13 ottobre 2010 | Porta a porta | reportage

Le tigri serbe non fanno prigionieri



“Kosovo je Srbija” (il Kosovo è serbo) gridano gli hooligan di Belgrado durante le partite di calcio. Per loro la ferita della provincia albanese indipendente rimarrà sempre aperta. Giovani, spesso minorenni, studenti o disoccupati, passano facilmente dalle curve degli stadi alle manifestazioni di piazza. Ed il tifo si trasforma in cieca violenza. Sfasciano i Mac Donald, simbolo americano e se la prendono con il governo di Belgrado che vuole entrare in Europa. Nel 2008, dopo la dichiarazione di indipendenza del Kosovo, attaccano l’ambasciata Usa a Belgrado. Dal balcone al primo piano fanno sventolare la bandiera nera con il teschio e le tibie incrociate. Un simbolo che si rifà ai cetnici, i partigiani anti nazisti e anticomunisti, durante la seconda guerra mondiale.

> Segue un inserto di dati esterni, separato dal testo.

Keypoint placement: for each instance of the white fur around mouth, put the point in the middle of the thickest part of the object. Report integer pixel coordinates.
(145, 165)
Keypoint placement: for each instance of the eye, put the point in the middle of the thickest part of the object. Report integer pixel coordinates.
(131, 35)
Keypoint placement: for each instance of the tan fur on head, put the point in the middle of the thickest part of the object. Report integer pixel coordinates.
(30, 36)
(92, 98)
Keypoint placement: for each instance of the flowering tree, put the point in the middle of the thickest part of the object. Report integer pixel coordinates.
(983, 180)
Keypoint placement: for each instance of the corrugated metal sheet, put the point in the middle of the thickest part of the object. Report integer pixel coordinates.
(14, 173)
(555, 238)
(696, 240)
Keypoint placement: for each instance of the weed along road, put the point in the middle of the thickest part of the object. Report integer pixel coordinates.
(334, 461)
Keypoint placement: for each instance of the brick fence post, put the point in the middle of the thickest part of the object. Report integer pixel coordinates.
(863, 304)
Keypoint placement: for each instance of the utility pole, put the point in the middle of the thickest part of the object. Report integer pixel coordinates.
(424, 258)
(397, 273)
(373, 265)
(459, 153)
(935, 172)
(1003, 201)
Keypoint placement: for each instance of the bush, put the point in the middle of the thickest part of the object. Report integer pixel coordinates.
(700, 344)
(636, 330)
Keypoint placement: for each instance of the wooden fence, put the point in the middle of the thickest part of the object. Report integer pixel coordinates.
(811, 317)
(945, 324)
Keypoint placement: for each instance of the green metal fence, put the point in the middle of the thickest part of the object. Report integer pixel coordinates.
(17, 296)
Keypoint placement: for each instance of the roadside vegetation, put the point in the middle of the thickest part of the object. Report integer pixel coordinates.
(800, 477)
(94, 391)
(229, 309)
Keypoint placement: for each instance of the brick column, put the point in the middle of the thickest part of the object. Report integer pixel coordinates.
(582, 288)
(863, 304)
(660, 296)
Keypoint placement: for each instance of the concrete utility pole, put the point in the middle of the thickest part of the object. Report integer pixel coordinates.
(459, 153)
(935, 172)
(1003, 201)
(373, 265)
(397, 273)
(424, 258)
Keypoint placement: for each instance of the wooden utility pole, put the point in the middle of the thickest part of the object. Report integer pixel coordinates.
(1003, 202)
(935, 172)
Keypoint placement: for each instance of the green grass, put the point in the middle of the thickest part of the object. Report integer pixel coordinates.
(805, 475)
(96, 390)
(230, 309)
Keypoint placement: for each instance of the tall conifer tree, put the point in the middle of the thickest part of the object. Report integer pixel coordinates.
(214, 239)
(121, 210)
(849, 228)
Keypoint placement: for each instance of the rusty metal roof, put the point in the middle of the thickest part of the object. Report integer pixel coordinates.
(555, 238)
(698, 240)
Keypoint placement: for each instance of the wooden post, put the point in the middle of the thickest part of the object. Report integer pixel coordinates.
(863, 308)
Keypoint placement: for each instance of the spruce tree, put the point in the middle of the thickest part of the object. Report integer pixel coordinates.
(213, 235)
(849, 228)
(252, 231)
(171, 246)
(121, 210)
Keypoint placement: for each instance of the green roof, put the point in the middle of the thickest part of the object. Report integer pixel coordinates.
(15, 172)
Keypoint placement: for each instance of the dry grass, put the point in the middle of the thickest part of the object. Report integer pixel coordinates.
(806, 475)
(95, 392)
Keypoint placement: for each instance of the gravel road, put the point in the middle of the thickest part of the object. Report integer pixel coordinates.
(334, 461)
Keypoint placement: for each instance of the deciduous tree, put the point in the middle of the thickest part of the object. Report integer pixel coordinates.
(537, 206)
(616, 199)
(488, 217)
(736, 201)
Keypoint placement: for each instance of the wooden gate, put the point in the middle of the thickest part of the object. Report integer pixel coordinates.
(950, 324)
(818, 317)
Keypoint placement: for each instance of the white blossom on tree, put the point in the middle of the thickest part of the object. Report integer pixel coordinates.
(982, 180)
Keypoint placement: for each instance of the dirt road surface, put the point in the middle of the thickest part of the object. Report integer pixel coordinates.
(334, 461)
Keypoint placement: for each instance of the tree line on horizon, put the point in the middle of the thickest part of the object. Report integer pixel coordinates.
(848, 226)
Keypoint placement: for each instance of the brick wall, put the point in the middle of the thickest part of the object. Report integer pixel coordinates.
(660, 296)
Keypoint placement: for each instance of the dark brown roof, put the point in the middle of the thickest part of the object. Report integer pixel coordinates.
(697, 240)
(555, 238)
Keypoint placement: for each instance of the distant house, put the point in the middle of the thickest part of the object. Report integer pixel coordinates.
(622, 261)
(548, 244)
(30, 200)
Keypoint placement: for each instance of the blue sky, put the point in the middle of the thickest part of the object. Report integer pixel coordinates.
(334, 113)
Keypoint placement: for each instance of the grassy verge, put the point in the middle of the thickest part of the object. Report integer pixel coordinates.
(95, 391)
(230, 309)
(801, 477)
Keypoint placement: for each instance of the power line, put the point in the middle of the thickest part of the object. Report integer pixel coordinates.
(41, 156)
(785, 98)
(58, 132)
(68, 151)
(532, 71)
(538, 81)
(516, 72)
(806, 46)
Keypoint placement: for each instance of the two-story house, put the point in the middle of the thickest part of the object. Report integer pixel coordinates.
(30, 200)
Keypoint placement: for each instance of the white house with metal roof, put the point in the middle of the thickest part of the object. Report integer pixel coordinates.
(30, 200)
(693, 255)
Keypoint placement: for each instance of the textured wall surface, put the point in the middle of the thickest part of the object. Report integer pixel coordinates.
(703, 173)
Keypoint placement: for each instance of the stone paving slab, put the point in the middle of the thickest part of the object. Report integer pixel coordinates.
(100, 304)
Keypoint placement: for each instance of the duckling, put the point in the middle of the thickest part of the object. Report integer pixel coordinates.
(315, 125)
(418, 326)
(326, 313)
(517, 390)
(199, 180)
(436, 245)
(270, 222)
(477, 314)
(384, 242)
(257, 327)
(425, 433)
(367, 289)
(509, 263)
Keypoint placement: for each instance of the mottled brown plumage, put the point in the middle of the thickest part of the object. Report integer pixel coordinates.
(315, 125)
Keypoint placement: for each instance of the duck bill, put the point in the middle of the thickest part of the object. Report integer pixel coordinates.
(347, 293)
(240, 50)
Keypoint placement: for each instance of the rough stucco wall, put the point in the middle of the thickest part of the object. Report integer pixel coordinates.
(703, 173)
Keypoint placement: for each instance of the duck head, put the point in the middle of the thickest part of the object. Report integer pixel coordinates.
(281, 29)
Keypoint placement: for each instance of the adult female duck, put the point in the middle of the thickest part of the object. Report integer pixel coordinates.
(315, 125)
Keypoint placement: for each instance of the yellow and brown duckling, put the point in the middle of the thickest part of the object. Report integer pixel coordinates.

Lo stesso simbolo sulla maglietta indossata dal capo degli ultrà serbi calati a Genova. I più famosi sono i Delje, i “coraggiosi” della Stella Rossa di Belgrado, assieme ai Grobari, i “becchini” del Partizan. Acerrimi rivali negli stadi, durante le manifestazioni di piazza si alleano per sfasciare tutto. La Stella rossa è il club calcistico con il più alto numero di dirigenti collusi con la mafia balcanica. La leggenda nera degli ultrà serbi è Zeliko Raznatovic. Il famigerato Arkan, l’immortale, ucciso nel 2000 a Belgrado a raffiche di mitra. Durante la guerra etnica che distrugge la Jugoslavia arruola i tifosi più violenti. Le Tigri, che non fanno prigionieri, come spiega lo stesso Arkan: “Li ammazziamo subito, con un colpo di pistola alla testa,”. Dopo la sua morte la tifoseria continua a venir pilotata. I manager di alcune squadre sono vicini agli oppositori ultranazionalisti di Tomislav Nikolic. Il successore di Vojislav Seselj, dietro le sbarre a L’Aja, con l’accusa di crimini di guerra. Fra gli ultrà non mancano gli estremisti di destra del gruppo Onore, che difende i criminali di guerra serbi, come l’ultimo super latitante, Ratko Mladic. Gli stessi che domenica scorsa si scatenano a Belgrado contro il Gay pride. Non è un caso che gli ultrà attaccano a colpi di slogan soprattutto il presidente serbo Boris Tadic. Europeista convinto, ha voltato pagina con le tragedie della pulizia etnica ed è grande amico del nostro paese. Dallo scorso anno Italia e Serbia sono alleati strategici nei Balcani e Roma spinge per l’ingresso di Belgrado nell’Unione europea. I nostalgici del passato fomentano i giovani tifosi per impedirlo.